The Sonovox found one of its most lucrative implementations in the field of radio advertising. Wright’s Sonovox made its broadcasting debut in September 1941, a time when the radio industry was debating the role of spot advertisements. A widespread radio advertising technique of that time was the musical jingle. Advertisers had learned from market research that the repetition provided by jingles was an important form of brand identification. The Sonovox was thought to provide some of the same sonic attributes and benefits, and Wright’s brother-in-law, James L. Free, who worked in radio advertising, actively shopped the Sonovox to the industry. The Sonovox’s distinction in the field of radio advertising, one article stated, was that it could “make a vacuum cleaner talk.” On radio ads of this time, Wright’s invention sometimes made musical instruments speak commercial messages: in a Shell ad, an organ said, “Stop at the sign of the Shell”; a Colgate ad featured a Novachord playing the tune of “Good Night, Ladies,” which was made to say, “V-E-L, my hands feel so soft and smooth with Vel. Vel swell, ladies.” The Sonovox also made objects speak: “pots and pans…sang that they just loved to be washed” in an advertisement for dish soap; a chugging locomotive became the words, “Bromo Seltzer”; and a car horn was made to say, “Better Buy Buick.” A 1942 radio spot for Lifebuoy soap begins with two long blasts of a foghorn.

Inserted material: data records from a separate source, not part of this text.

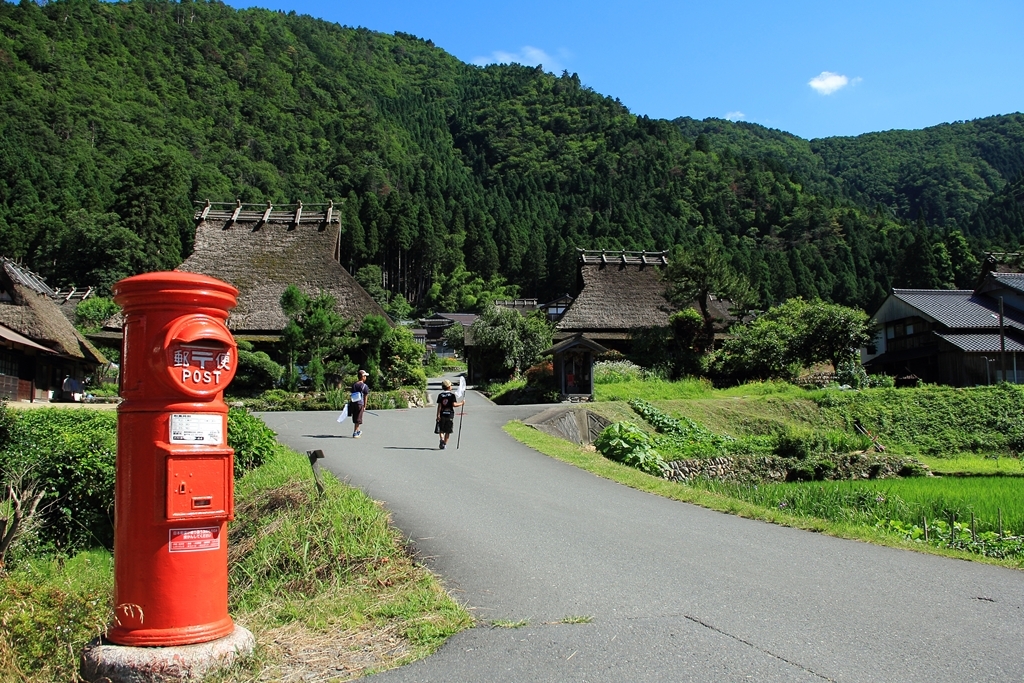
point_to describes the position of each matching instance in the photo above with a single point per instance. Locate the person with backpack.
(357, 402)
(446, 402)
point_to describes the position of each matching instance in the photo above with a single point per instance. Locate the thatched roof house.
(619, 292)
(262, 251)
(29, 310)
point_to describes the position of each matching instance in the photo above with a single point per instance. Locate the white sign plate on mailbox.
(201, 428)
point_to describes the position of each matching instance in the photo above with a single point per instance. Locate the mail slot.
(174, 485)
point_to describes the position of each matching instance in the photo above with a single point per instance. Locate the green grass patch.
(968, 465)
(308, 574)
(506, 624)
(49, 609)
(723, 499)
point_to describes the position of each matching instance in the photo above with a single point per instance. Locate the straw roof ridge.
(619, 293)
(262, 257)
(37, 316)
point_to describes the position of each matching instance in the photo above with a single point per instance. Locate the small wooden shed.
(572, 364)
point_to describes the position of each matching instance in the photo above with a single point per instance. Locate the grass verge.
(326, 585)
(595, 463)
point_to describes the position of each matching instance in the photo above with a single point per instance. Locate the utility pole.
(1003, 343)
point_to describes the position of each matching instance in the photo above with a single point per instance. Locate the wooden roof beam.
(235, 214)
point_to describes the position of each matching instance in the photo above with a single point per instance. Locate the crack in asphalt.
(760, 649)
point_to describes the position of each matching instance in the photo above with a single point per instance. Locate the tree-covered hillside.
(115, 117)
(942, 174)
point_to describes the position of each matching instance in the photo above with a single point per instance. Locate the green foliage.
(256, 372)
(462, 184)
(796, 334)
(92, 312)
(71, 454)
(50, 608)
(631, 445)
(315, 334)
(401, 359)
(518, 340)
(611, 372)
(437, 366)
(462, 291)
(252, 440)
(934, 421)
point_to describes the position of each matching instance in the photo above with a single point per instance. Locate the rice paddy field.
(908, 501)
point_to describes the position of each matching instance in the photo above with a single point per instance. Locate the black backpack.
(446, 400)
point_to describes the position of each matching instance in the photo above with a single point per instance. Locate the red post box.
(174, 484)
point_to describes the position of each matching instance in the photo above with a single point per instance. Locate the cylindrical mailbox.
(174, 486)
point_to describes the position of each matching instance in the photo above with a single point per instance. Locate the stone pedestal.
(103, 662)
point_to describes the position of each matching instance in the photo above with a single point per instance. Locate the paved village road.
(675, 592)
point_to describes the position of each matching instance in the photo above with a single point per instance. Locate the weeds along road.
(670, 592)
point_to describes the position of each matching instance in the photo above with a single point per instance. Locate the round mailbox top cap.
(175, 287)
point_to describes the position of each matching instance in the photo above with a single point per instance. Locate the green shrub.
(252, 440)
(72, 455)
(256, 373)
(50, 608)
(629, 444)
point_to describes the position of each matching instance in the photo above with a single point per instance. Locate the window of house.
(8, 366)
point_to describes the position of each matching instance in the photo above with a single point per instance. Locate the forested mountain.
(942, 174)
(115, 117)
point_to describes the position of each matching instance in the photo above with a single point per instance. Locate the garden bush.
(252, 440)
(631, 445)
(72, 456)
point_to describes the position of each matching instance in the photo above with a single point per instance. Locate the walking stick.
(461, 416)
(461, 394)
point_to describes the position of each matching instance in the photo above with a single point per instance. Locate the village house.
(39, 346)
(261, 250)
(954, 337)
(619, 292)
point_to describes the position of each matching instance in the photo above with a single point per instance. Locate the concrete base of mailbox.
(118, 664)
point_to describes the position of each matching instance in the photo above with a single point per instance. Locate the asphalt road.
(672, 592)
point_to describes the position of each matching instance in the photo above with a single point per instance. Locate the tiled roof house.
(952, 337)
(261, 251)
(39, 346)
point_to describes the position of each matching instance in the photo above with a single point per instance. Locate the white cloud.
(527, 55)
(826, 82)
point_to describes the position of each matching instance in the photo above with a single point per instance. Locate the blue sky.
(812, 69)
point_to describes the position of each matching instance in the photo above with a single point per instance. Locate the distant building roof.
(957, 308)
(261, 251)
(621, 291)
(446, 318)
(980, 343)
(33, 313)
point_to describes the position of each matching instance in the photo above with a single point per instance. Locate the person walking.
(446, 402)
(357, 402)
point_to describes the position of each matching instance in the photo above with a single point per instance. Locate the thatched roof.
(621, 291)
(33, 313)
(263, 251)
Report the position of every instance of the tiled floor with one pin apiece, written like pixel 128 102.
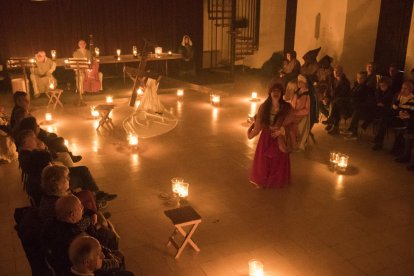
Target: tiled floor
pixel 361 223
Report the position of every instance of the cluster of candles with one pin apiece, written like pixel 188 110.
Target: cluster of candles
pixel 338 161
pixel 179 187
pixel 255 268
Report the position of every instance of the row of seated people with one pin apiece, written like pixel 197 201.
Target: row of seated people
pixel 41 75
pixel 388 106
pixel 37 148
pixel 48 232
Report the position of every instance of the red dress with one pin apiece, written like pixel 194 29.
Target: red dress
pixel 91 82
pixel 271 164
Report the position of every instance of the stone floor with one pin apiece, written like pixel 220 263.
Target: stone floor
pixel 360 223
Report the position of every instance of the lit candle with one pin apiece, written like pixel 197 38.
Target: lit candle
pixel 48 117
pixel 158 51
pixel 254 95
pixel 183 190
pixel 255 268
pixel 215 99
pixel 94 113
pixel 343 162
pixel 176 183
pixel 133 140
pixel 180 94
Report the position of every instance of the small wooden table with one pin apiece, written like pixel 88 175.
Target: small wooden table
pixel 54 98
pixel 181 217
pixel 104 111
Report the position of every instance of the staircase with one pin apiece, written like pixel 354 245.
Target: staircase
pixel 234 27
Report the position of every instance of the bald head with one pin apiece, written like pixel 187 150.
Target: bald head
pixel 85 254
pixel 69 209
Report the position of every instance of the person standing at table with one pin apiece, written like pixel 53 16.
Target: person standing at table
pixel 42 75
pixel 82 52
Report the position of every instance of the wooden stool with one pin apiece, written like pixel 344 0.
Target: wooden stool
pixel 181 217
pixel 104 111
pixel 54 98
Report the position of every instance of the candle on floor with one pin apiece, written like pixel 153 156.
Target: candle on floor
pixel 215 99
pixel 254 95
pixel 133 140
pixel 255 268
pixel 343 162
pixel 180 94
pixel 176 183
pixel 48 117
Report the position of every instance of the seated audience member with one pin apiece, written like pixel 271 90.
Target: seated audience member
pixel 340 103
pixel 310 66
pixel 20 109
pixel 34 157
pixel 301 106
pixel 56 145
pixel 82 52
pixel 362 105
pixel 42 75
pixel 187 65
pixel 59 232
pixel 401 110
pixel 87 256
pixel 397 78
pixel 291 68
pixel 371 75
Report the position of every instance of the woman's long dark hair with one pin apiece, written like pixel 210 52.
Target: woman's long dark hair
pixel 267 106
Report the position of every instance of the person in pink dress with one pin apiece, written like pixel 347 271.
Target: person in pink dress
pixel 275 121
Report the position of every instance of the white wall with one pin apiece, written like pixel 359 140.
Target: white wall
pixel 272 32
pixel 332 27
pixel 360 35
pixel 409 60
pixel 348 31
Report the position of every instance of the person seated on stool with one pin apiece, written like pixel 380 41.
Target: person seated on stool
pixel 82 52
pixel 41 76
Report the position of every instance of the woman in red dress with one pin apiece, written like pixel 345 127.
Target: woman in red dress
pixel 276 122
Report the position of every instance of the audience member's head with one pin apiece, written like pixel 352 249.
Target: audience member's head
pixel 407 88
pixel 27 140
pixel 82 44
pixel 362 77
pixel 69 209
pixel 290 55
pixel 393 69
pixel 29 123
pixel 338 71
pixel 21 99
pixel 55 180
pixel 85 254
pixel 384 83
pixel 370 68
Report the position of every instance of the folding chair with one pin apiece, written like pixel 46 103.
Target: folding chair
pixel 54 98
pixel 181 217
pixel 104 111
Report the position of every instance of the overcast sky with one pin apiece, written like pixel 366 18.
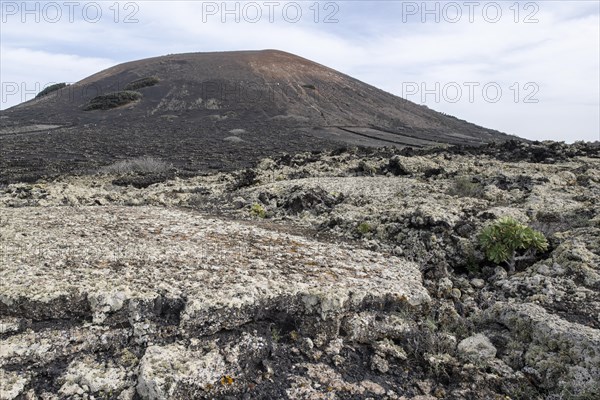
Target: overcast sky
pixel 525 68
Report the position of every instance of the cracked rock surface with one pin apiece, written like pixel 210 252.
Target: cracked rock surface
pixel 349 274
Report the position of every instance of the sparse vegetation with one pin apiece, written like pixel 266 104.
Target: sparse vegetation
pixel 137 165
pixel 142 83
pixel 258 211
pixel 503 240
pixel 50 89
pixel 112 100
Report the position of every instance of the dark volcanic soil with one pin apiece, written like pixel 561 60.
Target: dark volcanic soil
pixel 215 111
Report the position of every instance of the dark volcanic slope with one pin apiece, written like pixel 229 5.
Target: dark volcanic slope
pixel 216 110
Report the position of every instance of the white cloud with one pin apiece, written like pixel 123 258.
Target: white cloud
pixel 371 42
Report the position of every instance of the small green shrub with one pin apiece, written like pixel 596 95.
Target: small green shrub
pixel 112 100
pixel 142 83
pixel 508 241
pixel 258 211
pixel 50 89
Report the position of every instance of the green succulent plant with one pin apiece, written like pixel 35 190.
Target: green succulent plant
pixel 508 241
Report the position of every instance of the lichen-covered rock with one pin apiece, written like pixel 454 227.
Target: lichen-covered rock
pixel 169 371
pixel 564 356
pixel 477 349
pixel 365 279
pixel 12 384
pixel 87 376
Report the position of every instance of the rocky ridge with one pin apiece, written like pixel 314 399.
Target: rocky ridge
pixel 344 274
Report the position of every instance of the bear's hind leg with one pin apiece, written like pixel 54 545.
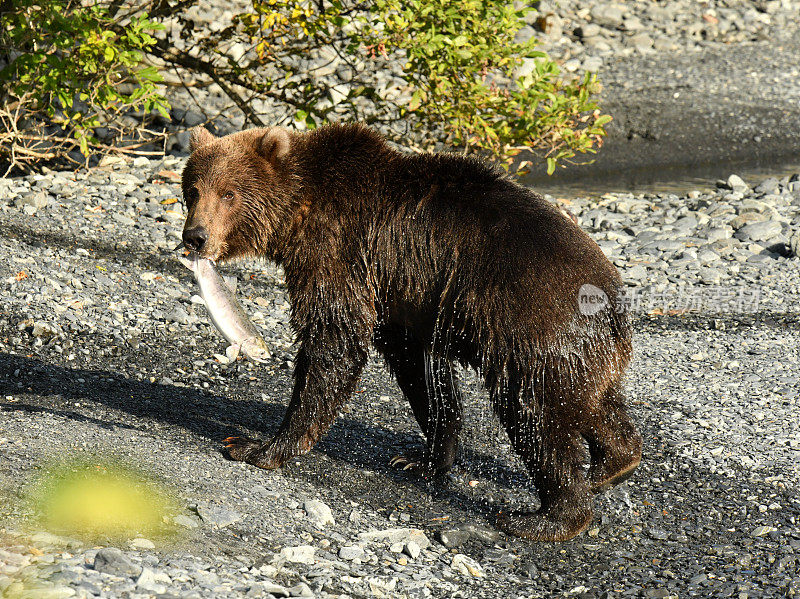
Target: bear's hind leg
pixel 615 446
pixel 430 386
pixel 553 453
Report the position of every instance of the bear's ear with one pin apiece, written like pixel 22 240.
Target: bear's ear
pixel 274 144
pixel 199 138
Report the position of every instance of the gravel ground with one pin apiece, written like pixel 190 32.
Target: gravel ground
pixel 105 352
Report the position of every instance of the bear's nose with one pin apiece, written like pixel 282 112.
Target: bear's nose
pixel 195 238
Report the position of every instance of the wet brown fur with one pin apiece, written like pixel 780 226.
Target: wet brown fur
pixel 433 259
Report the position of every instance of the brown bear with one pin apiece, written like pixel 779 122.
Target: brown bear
pixel 432 259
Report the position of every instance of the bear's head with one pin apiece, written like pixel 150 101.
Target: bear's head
pixel 238 189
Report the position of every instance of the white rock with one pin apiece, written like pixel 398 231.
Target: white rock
pixel 319 513
pixel 302 554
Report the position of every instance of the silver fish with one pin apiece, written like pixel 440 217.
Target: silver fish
pixel 225 312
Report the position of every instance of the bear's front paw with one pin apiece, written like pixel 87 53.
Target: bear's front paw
pixel 242 449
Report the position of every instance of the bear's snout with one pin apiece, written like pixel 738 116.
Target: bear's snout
pixel 195 238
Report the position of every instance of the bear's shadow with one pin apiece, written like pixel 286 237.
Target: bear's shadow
pixel 214 417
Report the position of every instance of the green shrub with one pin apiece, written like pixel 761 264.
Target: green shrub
pixel 77 68
pixel 458 61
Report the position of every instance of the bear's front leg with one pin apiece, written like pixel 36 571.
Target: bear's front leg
pixel 329 365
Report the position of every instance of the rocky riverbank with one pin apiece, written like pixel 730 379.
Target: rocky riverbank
pixel 105 352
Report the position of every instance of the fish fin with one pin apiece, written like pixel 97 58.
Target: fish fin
pixel 232 352
pixel 187 262
pixel 231 281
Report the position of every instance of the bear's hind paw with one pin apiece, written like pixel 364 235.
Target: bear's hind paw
pixel 538 526
pixel 243 449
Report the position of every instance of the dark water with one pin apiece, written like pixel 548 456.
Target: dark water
pixel 679 180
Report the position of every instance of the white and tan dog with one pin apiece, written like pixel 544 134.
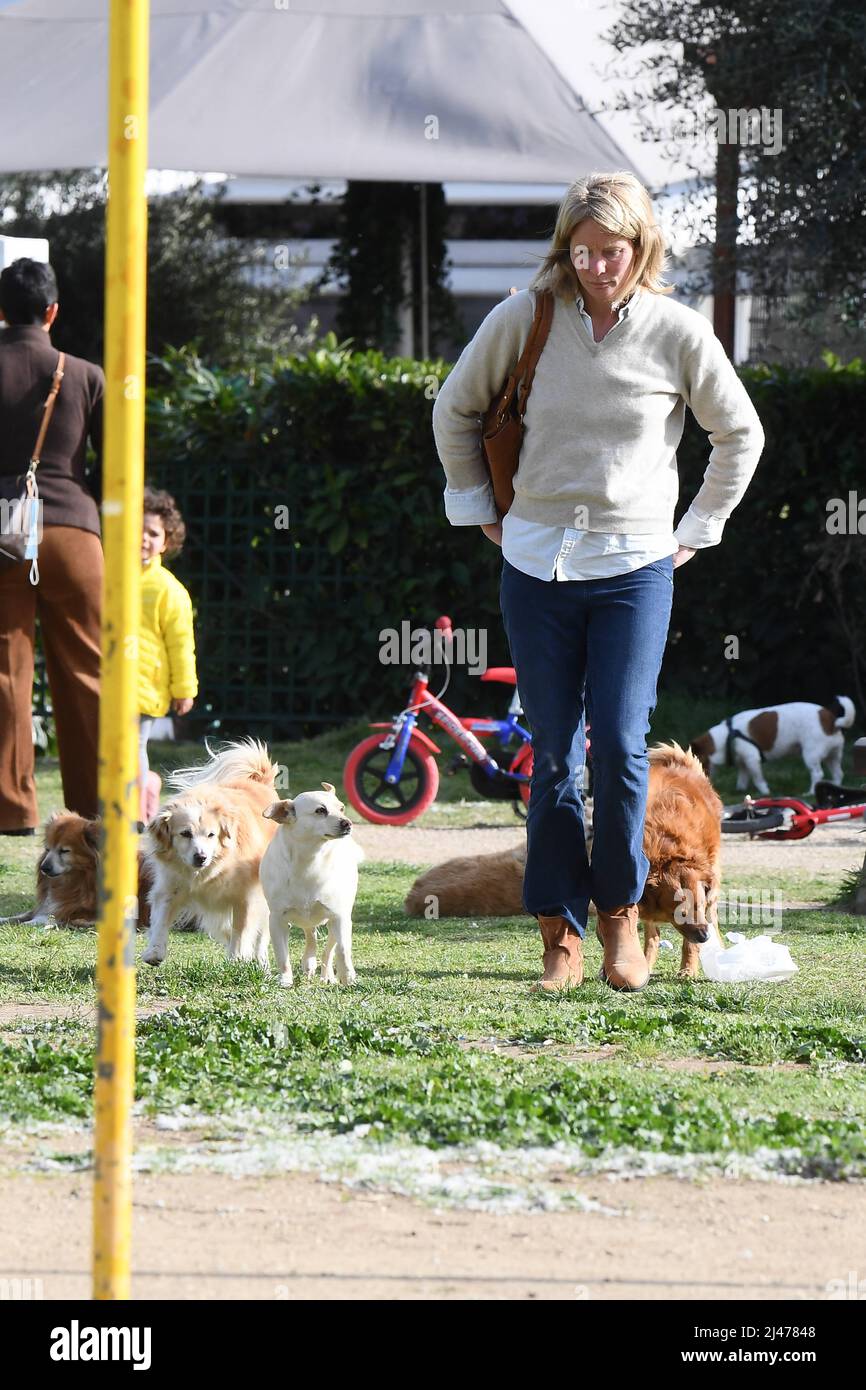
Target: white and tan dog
pixel 309 875
pixel 205 848
pixel 747 740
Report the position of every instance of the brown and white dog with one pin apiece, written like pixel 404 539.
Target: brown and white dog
pixel 205 848
pixel 749 738
pixel 67 875
pixel 681 840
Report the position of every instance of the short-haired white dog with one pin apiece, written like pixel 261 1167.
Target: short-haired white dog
pixel 309 873
pixel 772 731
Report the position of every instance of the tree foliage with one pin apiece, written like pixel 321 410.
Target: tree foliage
pixel 203 288
pixel 802 205
pixel 377 262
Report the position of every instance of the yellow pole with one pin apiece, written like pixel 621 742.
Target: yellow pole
pixel 123 485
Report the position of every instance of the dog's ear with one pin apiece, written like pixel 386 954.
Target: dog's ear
pixel 160 829
pixel 93 836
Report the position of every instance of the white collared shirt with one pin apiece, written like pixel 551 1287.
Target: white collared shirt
pixel 553 552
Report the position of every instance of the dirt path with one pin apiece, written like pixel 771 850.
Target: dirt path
pixel 829 848
pixel 209 1236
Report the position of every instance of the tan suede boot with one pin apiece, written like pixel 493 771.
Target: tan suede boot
pixel 624 963
pixel 563 955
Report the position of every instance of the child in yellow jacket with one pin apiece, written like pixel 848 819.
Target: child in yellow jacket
pixel 167 655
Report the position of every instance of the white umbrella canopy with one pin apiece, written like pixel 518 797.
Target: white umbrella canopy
pixel 392 89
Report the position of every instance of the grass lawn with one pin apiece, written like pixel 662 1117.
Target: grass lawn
pixel 441 1044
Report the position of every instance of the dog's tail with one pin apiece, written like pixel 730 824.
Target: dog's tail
pixel 672 755
pixel 843 709
pixel 245 761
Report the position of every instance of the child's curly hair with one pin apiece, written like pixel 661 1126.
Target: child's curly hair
pixel 164 506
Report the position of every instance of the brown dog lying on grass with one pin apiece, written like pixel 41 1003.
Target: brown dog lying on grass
pixel 67 875
pixel 681 840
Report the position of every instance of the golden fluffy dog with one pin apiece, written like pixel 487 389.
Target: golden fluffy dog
pixel 681 840
pixel 67 875
pixel 205 848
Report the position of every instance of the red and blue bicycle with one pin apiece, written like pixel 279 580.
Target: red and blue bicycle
pixel 392 779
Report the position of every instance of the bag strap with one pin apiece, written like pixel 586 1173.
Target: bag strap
pixel 534 348
pixel 47 410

Sonovox spot ads spurred the imagination of writers and advertisers who described a world of the not-so-distant future in which brand name goods would speak to consumers at every turn: one article gushed that a day would come “when sound will talk and sing on every side – not merely in the movies and on the air but all over the place, with bus horns proclaiming the name of the bus company, delivery trucks calling out their wares as they honk, and train whistles announcing the name of the train. Once it would have been regarded as exotic if milk trucks could moo. Thanks to Sonovox, they can now moo the name of the dairy.” Such fantasies may not have materialized, but Sonovox radio spots were certainly precursors to well-known animated television ads of the 1950s that depicted square-dancing Lucky Strike cigarettes, marching Rheingold beer bottles, and singing Muriel cigars. In his famous description of the commodity fetish, Karl Marx offered the image of a table that, as soon as it becomes a commodity, changes into a thing that “stands on its head, and evolves out of its brain grotesque ideas, far more wonderful than if it were to begin dancing of its own free will.” The Sonovox seemed to provide commodities the chance not only to come to life, but to articulate some of those “grotesque ideas” directly to consumers.